Plasma trans-PAO levels are regarded as a circulating fatty acid biomarker of full fat dairy consumption, which is associated with higher HDL-cholesterol and lower triglycerides concentrations [13], [77], [78]. In the present work, we found that chronic trans-PAO treatment did not influence LDL or HDL-cholesterol and triglycerides in plasma. Interestingly, trans-PAO treatment significantly increased HDL-triglyceride in plasma of Apoe−/- mice, but this doesn't appear to promote atherosclerosis progression in mice.

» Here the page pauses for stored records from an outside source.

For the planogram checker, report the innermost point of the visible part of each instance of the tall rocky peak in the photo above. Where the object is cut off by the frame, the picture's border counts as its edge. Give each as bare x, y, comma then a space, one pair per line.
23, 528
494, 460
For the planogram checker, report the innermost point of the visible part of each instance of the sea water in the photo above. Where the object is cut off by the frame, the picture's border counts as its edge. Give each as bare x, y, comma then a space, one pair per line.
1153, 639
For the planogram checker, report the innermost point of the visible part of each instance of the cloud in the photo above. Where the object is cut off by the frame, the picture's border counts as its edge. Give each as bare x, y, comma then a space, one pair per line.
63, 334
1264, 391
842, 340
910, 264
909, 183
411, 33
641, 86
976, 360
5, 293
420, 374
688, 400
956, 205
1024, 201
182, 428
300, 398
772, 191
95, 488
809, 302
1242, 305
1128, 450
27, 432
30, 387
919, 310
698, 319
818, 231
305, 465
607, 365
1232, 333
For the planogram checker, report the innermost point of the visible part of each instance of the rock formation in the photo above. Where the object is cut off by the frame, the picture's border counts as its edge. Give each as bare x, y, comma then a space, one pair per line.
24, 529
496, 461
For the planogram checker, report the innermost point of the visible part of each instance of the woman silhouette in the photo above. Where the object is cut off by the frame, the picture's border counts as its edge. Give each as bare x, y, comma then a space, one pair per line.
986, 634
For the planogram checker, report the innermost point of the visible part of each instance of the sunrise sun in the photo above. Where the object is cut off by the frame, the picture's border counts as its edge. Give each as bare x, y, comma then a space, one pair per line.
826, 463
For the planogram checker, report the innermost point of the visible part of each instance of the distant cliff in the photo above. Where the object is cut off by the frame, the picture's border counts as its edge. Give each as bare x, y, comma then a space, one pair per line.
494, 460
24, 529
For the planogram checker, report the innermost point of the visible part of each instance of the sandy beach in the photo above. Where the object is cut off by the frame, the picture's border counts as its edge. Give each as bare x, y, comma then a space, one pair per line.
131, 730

Our findings show that double bond configuration is critical for PAO's incorporation into lipids and beneficial metabolic properties such as reduction of organelle stress and anti-inflammatory actions that help prevent atherosclerosis. Of the two isoforms that we tested in our studies, only orally active cis-PAO reduced organelle stress, inflammation, and atherosclerosis [23]. Trans-PAO neither prevented nor promoted atherogenesis in mice. Therefore, our findings support previous epidemiological studies that found elevated trans-PAO levels, despite being a TFA, does not increase risk for CVD [79].

Conclusion

Our findings demonstrate the importance of comprehensive and direct investigation of lipids, which have been associated with metabolic benefits in epidemiological studies, in appropriate disease models. The results of our two studies on cis-PAO and trans-PAO will provide useful guidance for future dietary intervention strategies in humans that are based on PAO supplementation. Our findings show trans-PAO is not atheroprotective like cis-PAO but also confirm epidemiological studies that showed trans-PAO does not promote CVD.